The Spiratone is not a common lens and its price on eBay usually reflects that. But it might still be possible to find one for cheap in a discounted items bin at a photo fair, as Spiratone is not a premium brand and is often associated with low quality items. I would like to know the manufacturer of this lens (it only says "Spiratone" and "Lens made in Japan" on the barrel). I think it has also been sold under different brands (Fotomat, Soligor, Quantaray). As Fotomat was an American chain of photo retailers that was bought by Konishiroku Photo Industry (Konica) in 1980 and since the 300/5.6 mirror lens dates from 1982, there might be a slight chance that the lens was in fact manufactured by Konica...

Your Ohnar seeems to be quite good too (I love the picture of the guy with the suspenders).

Cheers!

Abbazz


Last edited by Abbazz on Sun Nov 26, 2017 2:35 am; edited 1 time in total


PostPosted: Sun Nov 26, 2017 1:58 am    Post subject: Reply with quote

What does FTM in that chart stand for? Are the resolution numbers in that chart supposed to be line pairs per millimeter?

If lppmm, some of those numbers are unbelievably low. Like the Tamron and Sigma -- no way do those two lenses score that low, if those numbers are lppmm.

Many of Spiratone's lenses, including their mirrors, were made by Sigma. Those that were will usually have a Greek Sigma character on the bezel ring or edge of the lens, wherever, often next to the serial number.


PostPosted: Sun Nov 26, 2017 2:31 am    Post subject: Reply with quote

cooltouch wrote:
What does FTM in that chart stand for?

Sorry, it's the French acronym for Modulation Transfer Function.

cooltouch wrote:
Are the resolution numbers in that chart supposed to be line pairs per millimeter?

If lppmm, some of those numbers are unbelievably low. Like the Tamron and Sigma -- no way do those two lenses score that low, if those numbers are lppmm.

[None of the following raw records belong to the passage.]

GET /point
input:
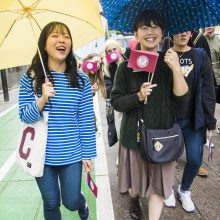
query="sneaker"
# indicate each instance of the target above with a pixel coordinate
(84, 212)
(116, 162)
(185, 199)
(207, 144)
(202, 172)
(171, 201)
(135, 209)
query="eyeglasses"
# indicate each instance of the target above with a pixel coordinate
(111, 50)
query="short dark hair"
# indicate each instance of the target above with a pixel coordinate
(146, 17)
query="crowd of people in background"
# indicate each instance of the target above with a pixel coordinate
(108, 75)
(115, 87)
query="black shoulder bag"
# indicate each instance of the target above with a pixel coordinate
(159, 145)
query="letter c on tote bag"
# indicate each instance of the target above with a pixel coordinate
(30, 152)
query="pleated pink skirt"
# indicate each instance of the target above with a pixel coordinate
(142, 177)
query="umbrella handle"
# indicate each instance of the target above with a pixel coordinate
(150, 79)
(38, 50)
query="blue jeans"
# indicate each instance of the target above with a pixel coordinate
(194, 141)
(61, 182)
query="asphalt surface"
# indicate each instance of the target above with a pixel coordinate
(205, 191)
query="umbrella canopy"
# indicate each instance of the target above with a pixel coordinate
(22, 20)
(179, 15)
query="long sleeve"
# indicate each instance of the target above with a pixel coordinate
(208, 93)
(86, 123)
(121, 98)
(28, 110)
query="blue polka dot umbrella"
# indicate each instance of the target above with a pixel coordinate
(179, 15)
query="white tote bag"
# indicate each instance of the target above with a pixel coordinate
(30, 152)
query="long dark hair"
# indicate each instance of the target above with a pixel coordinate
(146, 17)
(36, 73)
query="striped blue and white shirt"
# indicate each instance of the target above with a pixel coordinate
(71, 127)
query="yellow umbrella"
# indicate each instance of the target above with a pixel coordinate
(22, 20)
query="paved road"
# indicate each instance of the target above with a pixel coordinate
(205, 191)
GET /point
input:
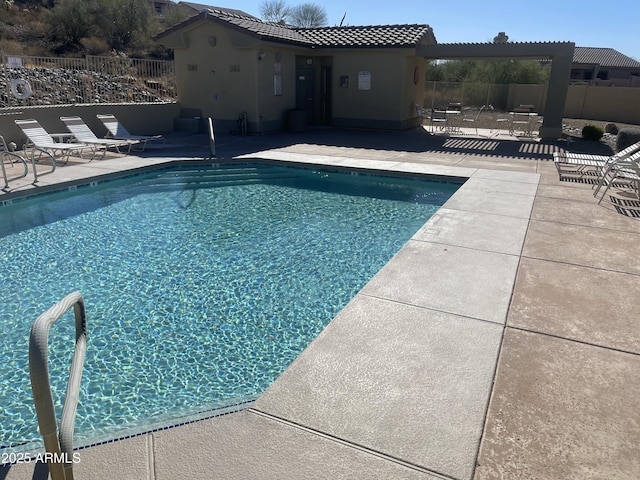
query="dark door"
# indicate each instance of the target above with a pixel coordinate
(304, 91)
(326, 95)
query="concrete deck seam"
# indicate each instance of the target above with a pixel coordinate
(617, 230)
(581, 265)
(498, 356)
(349, 444)
(485, 213)
(151, 457)
(466, 247)
(422, 307)
(574, 340)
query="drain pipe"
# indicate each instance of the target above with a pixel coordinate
(212, 139)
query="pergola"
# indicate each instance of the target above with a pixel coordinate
(560, 53)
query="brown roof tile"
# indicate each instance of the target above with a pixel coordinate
(378, 36)
(605, 57)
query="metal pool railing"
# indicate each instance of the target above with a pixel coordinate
(59, 448)
(13, 159)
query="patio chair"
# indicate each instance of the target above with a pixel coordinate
(422, 113)
(118, 131)
(84, 134)
(576, 163)
(43, 141)
(437, 119)
(625, 172)
(474, 119)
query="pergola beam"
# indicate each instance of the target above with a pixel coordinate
(560, 53)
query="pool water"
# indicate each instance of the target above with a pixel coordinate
(201, 286)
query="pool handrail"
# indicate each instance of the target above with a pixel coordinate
(58, 447)
(4, 152)
(33, 163)
(212, 138)
(4, 170)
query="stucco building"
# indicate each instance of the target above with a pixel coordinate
(229, 64)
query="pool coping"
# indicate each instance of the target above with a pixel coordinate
(491, 193)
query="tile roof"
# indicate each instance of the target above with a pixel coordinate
(605, 57)
(368, 36)
(377, 36)
(198, 7)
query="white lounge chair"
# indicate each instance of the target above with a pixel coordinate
(576, 163)
(118, 131)
(42, 140)
(625, 172)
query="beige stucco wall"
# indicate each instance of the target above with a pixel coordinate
(612, 104)
(221, 79)
(390, 102)
(226, 76)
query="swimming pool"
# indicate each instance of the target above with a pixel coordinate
(201, 285)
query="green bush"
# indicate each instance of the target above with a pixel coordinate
(627, 137)
(611, 128)
(592, 132)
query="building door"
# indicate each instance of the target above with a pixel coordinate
(305, 91)
(326, 95)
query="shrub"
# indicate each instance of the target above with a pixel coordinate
(627, 137)
(95, 45)
(592, 132)
(611, 128)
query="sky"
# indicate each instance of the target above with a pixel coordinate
(587, 23)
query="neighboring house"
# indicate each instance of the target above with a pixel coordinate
(231, 66)
(161, 7)
(604, 66)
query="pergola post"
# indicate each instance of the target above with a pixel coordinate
(551, 128)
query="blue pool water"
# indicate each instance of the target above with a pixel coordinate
(201, 286)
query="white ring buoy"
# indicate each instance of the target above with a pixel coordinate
(20, 88)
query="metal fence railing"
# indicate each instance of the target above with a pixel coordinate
(473, 95)
(37, 81)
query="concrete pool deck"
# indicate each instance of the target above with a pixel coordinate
(501, 342)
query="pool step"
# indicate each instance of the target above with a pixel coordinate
(219, 177)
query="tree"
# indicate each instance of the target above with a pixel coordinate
(72, 20)
(275, 11)
(308, 15)
(495, 71)
(132, 22)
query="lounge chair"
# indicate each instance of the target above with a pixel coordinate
(625, 172)
(118, 131)
(43, 141)
(84, 134)
(576, 163)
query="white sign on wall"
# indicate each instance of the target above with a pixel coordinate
(364, 80)
(14, 62)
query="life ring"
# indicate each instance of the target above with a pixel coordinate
(20, 88)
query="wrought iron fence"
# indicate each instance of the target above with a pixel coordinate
(470, 95)
(37, 81)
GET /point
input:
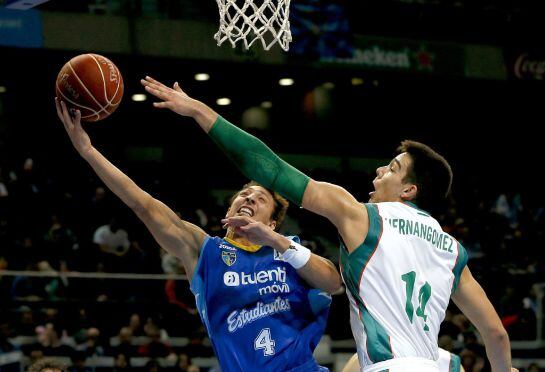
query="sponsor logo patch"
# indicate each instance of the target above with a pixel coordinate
(229, 258)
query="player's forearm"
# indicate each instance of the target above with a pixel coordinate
(318, 272)
(321, 273)
(258, 162)
(121, 185)
(204, 116)
(498, 349)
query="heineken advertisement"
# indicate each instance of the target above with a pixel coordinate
(405, 56)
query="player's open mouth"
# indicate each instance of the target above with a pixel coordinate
(246, 211)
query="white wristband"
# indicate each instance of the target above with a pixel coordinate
(296, 255)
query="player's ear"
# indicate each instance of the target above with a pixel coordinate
(409, 191)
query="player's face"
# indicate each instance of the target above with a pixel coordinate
(388, 183)
(254, 202)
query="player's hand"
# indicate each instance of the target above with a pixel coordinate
(173, 98)
(256, 232)
(72, 123)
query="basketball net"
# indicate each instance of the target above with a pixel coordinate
(248, 21)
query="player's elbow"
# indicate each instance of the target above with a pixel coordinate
(143, 207)
(498, 335)
(335, 284)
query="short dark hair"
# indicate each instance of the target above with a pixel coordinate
(430, 172)
(47, 363)
(281, 204)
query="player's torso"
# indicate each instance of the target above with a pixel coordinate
(399, 283)
(257, 309)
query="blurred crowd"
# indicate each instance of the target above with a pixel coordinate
(50, 223)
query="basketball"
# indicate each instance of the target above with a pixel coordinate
(92, 84)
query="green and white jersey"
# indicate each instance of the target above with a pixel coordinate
(399, 283)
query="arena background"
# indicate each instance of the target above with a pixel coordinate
(464, 76)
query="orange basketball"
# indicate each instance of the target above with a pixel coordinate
(92, 84)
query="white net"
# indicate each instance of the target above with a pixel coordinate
(248, 21)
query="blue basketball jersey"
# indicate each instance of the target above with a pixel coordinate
(259, 314)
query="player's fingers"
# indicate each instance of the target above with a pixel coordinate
(59, 109)
(177, 88)
(66, 115)
(155, 82)
(77, 119)
(158, 93)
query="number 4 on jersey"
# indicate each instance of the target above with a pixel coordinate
(264, 341)
(423, 296)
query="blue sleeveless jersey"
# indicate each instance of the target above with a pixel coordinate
(259, 314)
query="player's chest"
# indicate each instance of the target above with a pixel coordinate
(246, 277)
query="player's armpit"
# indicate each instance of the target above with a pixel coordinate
(321, 273)
(472, 300)
(341, 208)
(178, 237)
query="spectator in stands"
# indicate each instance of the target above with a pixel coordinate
(3, 186)
(121, 363)
(47, 365)
(5, 282)
(27, 288)
(5, 345)
(52, 341)
(152, 366)
(182, 363)
(91, 347)
(78, 362)
(125, 346)
(135, 324)
(155, 348)
(152, 326)
(35, 353)
(113, 242)
(25, 325)
(61, 244)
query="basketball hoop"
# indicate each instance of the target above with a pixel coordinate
(247, 21)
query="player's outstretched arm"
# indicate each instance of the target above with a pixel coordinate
(317, 271)
(258, 162)
(176, 236)
(472, 300)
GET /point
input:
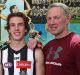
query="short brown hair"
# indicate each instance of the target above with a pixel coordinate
(18, 14)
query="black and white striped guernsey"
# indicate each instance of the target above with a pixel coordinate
(14, 61)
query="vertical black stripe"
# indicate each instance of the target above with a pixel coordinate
(11, 60)
(23, 57)
(2, 63)
(34, 65)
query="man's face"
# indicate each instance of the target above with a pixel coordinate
(17, 28)
(57, 21)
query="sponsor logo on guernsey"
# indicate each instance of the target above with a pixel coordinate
(8, 65)
(54, 53)
(23, 64)
(23, 73)
(54, 63)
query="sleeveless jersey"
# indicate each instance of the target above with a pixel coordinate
(18, 62)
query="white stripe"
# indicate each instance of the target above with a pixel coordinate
(4, 60)
(16, 70)
(30, 58)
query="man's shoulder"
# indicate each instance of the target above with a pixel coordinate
(3, 46)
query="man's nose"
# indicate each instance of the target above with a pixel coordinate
(16, 27)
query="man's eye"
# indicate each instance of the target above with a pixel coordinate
(56, 17)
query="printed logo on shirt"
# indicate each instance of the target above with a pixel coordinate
(54, 63)
(54, 53)
(23, 73)
(8, 65)
(23, 64)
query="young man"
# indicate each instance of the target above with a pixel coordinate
(17, 58)
(14, 9)
(62, 54)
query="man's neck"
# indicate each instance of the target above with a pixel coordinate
(17, 45)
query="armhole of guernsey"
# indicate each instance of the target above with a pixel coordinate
(31, 57)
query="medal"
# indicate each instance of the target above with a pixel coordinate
(23, 73)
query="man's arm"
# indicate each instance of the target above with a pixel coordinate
(39, 58)
(3, 16)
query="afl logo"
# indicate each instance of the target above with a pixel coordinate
(7, 65)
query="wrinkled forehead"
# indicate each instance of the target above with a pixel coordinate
(55, 11)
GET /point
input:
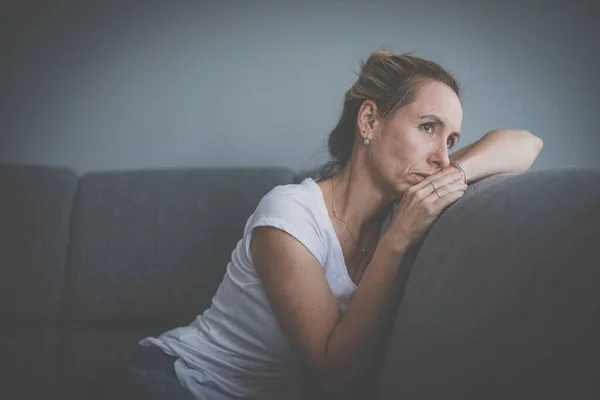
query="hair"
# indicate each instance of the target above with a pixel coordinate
(392, 81)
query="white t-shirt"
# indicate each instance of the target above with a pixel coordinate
(236, 349)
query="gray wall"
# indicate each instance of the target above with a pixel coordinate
(120, 85)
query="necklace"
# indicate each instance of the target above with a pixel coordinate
(344, 222)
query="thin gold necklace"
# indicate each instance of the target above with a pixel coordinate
(344, 222)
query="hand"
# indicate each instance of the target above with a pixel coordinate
(421, 205)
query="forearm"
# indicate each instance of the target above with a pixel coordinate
(351, 344)
(498, 151)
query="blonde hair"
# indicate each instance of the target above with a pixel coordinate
(391, 81)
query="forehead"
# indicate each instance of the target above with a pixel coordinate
(436, 98)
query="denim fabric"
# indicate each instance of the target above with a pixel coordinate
(146, 372)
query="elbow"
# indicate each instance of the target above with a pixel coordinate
(535, 142)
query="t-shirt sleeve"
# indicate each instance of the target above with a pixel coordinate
(294, 214)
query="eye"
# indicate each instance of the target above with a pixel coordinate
(428, 126)
(451, 142)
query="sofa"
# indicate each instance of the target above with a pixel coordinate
(499, 300)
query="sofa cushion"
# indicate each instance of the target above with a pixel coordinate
(503, 299)
(35, 212)
(150, 247)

As usual with Modern Photo tests (and not Pop Photo Wink ), the resolution numbers are lines per mm. Here are for example the test results for the Spiratone lens:



cooltouch wrote:
Many of Spiratone's lenses, including their mirrors, were made by Sigma. Those that were will usually have a Greek Sigma character on the bezel ring or edge of the lens, wherever.

This one is definitely not a lens made by Sigma.

Cheers!

Abbazz


PostPosted: Sun Nov 26, 2017 2:44 am    Post subject: Reply with quote

Apart from the sharpness of the mirror lens, how precisely of the focus is also very important. This is the reason why I like the Tamron. I can focus fast and accurately with it but no other ~300mm mirror lenses I have tried.